Break clauses are a common feature of commercial leases. They allow a tenant (and sometimes a landlord, or both) to break the lease before the end of the contractual term. The lease will specify a break date, how much notice must be given and the conditions to validly exercise the break.
There are many reasons why either party might wish to exercise a break clause. For example, from a landlord’s perspective, they may want the option to end the lease early if their plan is to develop the property and they are waiting on the outcome of a planning application. From a tenant’s point of view, break clauses can act as a kind of insurance should they find themselves in financial difficulty and be unable to pay the rent mid-way through the term. Alternatively, if their business is doing well they may want the option to relocate to better premises or a nicer location.
Exercising the break
It is essential that the requirements in a break clause are followed to the letter. Whilst this article looks at the content and service of the notice, this also applies to the break conditions. Careful consideration should be made of the lease to ensure that any conditions precedent to the exercise of the break are complied with. For example, some break clauses require that the tenant must be up to date with payment of the rent and for there to be no subsisting breaches of any tenant covenants.
Content of the notice
As break clauses are contractual clauses, the terms of the lease must be examined to ascertain the required form and content of a break notice. In cases where the lease is silent on one aspect or other, general principles may be drawn from case law.
A minor error in a break notice is not necessarily fatal. It depends on whether the error affects the understanding of the ‘reasonable recipient’ of that notice. The question to be asked is:
“Is the notice clear to a reasonable tenant/landlord reading it and who has knowledge of the background facts?”
A recent example from case law illustrates this. Although the break date was incorrectly stated in the notice by one day, it was held that the notice was still valid.
However, this principle cannot be relied upon to override a contractual or statutory provision. If the clause states that the break notice must be on red paper, and it is served on blue paper, it will be invalid. Furthermore, if a relevant statute or the break clause itself explicitly states that a non-compliant notice will be invalid or ineffective, that will be the end of the matter.
Service of the notice
The requirements in relation to service of the notice must also be complied with. These will probably be stated within the lease, either within the break clause itself or in a general ‘notices’ clause.

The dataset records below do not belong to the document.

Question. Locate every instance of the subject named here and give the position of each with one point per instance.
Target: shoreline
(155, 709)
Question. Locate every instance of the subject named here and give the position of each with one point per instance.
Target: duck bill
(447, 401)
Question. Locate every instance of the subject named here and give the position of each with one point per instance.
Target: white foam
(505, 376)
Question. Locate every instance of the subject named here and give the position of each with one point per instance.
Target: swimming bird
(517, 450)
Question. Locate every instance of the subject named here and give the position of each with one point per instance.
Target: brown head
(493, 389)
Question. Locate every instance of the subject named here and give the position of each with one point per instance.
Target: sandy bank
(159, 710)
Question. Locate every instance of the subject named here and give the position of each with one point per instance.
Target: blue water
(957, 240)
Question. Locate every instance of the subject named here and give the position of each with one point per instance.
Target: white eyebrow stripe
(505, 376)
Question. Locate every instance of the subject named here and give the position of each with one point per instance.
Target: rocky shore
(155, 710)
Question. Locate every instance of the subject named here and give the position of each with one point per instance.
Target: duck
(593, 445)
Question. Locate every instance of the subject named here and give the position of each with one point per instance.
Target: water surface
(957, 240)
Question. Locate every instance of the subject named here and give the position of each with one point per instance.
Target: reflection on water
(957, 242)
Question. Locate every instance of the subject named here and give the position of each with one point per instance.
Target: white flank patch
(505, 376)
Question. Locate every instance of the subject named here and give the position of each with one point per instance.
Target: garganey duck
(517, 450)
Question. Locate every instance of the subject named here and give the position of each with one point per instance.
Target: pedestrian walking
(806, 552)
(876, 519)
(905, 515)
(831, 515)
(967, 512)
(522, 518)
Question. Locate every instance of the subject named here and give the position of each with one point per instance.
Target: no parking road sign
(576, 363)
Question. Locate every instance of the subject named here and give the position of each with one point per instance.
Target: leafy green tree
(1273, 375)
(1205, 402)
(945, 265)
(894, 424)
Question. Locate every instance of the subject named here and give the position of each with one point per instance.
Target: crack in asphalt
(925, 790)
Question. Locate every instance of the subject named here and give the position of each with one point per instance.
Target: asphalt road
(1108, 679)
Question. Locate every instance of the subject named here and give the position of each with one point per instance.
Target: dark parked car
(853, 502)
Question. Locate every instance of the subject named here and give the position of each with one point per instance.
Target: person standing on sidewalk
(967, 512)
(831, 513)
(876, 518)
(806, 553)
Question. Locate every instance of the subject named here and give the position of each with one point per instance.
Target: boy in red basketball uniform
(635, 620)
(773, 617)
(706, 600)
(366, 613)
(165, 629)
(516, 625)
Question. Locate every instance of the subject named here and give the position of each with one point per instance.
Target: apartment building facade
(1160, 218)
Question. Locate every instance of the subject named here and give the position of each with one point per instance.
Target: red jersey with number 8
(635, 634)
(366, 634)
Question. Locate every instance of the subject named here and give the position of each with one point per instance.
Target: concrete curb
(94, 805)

In addition to specifying the form of service required, there may also be a requirement for the recipient party to acknowledge receipt for the notice to be valid. It has been held that if an acknowledgement is required, it must come before the break date has passed, regardless of when the notice was served. There could also be a requirement to serve a copy of the notice on a third party, such as a property manager.
If the lease is silent as to method of service, and no relevant statute applies, then the parties must rely on common law rules of service, i.e. the notice is served once it has been received by the recipient or their agent and there is sufficient causal link with the actions of the serving party. Electronic service has been held to be acceptable at common law.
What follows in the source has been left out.